History

Carnegie, founded as a trading house by David Carnegie in 1803, is one of the Nordic region’s oldest trademarks. The company comprised a variety of operations and the streamlining towards financial services was initiated with the formation of the investment bank Bankirfirman Langenskiöld in 1932. 

Carnegie in its modern format was formed when its equity brokerage operations expanded in the late 1960s and a number of successful stockbrokers were recruited. Equity research activity was gradually increased and Carnegie developed into a broader investment bank in the 1980s, with a focus on brokering Nordic equities to local and global institutions.  
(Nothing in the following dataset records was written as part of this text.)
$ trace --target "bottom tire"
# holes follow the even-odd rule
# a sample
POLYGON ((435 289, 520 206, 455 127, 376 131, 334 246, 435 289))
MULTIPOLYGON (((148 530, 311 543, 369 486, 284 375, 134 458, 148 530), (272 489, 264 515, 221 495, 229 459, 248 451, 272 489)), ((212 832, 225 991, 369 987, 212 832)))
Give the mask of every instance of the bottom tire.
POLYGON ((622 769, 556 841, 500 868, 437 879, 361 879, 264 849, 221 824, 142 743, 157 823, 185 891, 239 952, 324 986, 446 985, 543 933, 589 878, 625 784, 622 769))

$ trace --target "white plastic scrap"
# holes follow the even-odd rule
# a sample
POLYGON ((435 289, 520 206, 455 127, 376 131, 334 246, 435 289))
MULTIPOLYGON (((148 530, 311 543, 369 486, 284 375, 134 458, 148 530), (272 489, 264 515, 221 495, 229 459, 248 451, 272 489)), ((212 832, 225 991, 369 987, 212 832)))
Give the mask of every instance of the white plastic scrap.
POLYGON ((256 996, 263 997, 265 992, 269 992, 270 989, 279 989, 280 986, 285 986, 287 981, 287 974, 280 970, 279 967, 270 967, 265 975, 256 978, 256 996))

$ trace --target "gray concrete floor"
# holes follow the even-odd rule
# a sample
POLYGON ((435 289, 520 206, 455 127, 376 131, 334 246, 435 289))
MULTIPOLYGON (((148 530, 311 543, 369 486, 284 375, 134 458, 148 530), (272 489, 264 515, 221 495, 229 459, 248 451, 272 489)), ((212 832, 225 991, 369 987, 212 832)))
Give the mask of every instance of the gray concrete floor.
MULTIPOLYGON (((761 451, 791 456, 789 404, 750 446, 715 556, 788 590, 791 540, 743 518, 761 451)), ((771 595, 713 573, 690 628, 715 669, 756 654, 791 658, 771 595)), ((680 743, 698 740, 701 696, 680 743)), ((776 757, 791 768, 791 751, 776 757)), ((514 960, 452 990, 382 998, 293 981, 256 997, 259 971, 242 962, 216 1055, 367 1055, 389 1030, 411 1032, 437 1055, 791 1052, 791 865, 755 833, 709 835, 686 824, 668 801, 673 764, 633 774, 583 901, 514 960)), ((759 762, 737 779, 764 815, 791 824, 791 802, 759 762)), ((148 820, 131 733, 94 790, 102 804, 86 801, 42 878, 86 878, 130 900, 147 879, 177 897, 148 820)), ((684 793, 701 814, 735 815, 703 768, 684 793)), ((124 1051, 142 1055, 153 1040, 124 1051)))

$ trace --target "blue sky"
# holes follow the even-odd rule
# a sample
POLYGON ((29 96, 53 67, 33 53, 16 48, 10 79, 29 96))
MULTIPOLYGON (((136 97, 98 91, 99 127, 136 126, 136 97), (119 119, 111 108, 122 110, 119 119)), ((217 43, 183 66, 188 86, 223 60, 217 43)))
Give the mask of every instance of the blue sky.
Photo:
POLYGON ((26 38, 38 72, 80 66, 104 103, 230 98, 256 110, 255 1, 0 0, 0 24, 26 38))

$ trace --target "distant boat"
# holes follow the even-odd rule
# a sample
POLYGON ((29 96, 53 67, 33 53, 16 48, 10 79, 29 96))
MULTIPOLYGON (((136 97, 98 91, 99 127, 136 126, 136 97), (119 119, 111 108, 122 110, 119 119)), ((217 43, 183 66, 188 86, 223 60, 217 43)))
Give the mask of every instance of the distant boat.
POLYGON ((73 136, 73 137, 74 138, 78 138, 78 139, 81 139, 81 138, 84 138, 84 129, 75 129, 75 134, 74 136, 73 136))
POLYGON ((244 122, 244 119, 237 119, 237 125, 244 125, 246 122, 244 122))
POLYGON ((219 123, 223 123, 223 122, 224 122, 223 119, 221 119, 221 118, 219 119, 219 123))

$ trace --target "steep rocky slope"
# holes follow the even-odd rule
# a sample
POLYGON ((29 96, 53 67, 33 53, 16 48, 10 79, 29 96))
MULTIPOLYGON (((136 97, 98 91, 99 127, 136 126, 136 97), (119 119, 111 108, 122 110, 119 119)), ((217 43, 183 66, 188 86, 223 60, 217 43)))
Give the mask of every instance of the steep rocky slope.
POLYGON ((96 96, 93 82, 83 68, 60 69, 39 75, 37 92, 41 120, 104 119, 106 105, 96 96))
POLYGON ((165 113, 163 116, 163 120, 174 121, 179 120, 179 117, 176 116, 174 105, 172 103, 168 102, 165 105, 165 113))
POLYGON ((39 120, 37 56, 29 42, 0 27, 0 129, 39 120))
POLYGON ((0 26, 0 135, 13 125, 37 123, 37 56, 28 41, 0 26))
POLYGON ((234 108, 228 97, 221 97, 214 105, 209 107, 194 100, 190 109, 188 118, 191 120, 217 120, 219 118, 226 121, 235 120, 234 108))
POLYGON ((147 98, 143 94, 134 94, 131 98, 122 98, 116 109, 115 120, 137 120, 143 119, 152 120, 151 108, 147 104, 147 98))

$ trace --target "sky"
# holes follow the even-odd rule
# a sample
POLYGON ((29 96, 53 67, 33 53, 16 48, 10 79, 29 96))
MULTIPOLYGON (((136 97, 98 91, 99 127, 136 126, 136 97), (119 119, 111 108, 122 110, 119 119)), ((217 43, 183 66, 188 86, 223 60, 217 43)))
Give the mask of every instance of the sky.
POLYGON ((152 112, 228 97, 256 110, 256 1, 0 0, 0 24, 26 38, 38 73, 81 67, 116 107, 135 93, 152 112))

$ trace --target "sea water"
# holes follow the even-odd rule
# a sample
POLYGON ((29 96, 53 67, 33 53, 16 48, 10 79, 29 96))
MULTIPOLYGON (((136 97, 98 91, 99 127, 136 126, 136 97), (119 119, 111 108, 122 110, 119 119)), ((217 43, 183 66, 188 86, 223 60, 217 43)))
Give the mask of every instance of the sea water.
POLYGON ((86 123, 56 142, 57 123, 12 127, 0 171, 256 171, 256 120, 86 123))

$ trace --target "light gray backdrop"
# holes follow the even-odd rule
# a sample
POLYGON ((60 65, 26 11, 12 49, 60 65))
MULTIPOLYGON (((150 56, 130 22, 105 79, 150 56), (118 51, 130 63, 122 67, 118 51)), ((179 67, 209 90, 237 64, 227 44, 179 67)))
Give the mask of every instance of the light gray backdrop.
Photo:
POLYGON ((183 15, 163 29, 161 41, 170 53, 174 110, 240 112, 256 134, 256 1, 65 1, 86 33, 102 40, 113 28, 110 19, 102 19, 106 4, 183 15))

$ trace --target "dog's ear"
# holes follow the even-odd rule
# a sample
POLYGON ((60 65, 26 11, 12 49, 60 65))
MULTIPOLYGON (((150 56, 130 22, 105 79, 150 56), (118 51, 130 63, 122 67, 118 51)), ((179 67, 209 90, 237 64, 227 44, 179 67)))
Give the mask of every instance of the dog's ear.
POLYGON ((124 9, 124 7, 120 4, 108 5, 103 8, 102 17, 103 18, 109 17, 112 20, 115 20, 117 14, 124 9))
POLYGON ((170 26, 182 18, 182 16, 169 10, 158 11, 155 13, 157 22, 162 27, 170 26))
Carnegie grew sharply in the 1990s and its broad knowledge of Nordic companies was utilised to expand M&A, IPO and ECM advisory operations. Carnegie successively built up a network of wealthy private individuals in private brokerage. This formed the foundation for private banking services, which became a separate business area in 2004. With the acquisitions of HQ Bank and HQ Fonder in 2010, Carnegie assumed a leading role in private banking and in actively managing funds in Sweden.  
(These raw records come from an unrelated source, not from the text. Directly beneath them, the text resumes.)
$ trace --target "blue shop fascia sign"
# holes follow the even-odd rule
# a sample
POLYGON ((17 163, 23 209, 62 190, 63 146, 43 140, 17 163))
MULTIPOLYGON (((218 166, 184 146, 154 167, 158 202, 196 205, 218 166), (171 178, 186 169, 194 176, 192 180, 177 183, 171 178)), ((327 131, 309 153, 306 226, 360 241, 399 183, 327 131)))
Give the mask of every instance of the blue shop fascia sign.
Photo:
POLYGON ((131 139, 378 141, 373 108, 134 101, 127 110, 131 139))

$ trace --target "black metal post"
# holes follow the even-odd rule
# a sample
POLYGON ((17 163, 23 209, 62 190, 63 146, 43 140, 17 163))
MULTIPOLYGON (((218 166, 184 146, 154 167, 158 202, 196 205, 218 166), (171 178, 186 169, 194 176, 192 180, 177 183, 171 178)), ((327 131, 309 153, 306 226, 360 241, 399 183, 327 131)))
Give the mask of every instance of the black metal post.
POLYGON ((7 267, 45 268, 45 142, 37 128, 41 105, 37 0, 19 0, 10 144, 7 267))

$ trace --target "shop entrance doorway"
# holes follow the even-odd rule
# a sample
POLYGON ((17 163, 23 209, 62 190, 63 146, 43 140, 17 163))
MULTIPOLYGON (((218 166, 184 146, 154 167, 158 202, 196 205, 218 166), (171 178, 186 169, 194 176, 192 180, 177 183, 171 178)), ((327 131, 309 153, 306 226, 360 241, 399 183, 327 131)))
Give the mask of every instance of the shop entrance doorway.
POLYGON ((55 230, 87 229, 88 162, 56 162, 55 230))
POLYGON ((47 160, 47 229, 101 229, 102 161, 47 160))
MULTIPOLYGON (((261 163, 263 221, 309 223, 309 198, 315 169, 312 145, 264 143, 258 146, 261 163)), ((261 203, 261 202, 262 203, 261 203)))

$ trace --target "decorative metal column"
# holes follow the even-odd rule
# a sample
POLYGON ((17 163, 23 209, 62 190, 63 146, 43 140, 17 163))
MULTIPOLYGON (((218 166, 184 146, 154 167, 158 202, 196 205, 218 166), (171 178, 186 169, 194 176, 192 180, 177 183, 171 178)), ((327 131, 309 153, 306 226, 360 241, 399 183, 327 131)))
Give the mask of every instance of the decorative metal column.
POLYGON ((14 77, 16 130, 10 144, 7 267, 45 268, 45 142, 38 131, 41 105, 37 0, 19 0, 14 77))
Carnegie has an entrepreneurial heritage and has been a pioneer in several areas. Carnegie transformed equity brokerage in Sweden in the 1960-70s. In the 1980-90s, Carnegie was quick to recognise the potential of selling Nordic equities to foreign institutions and was the first Nordic player with offices in both London and New York.

Success was the result of driven employees, a strong track record, customer-oriented work methods, in-depth knowledge of the Nordic markets and strong global distribution.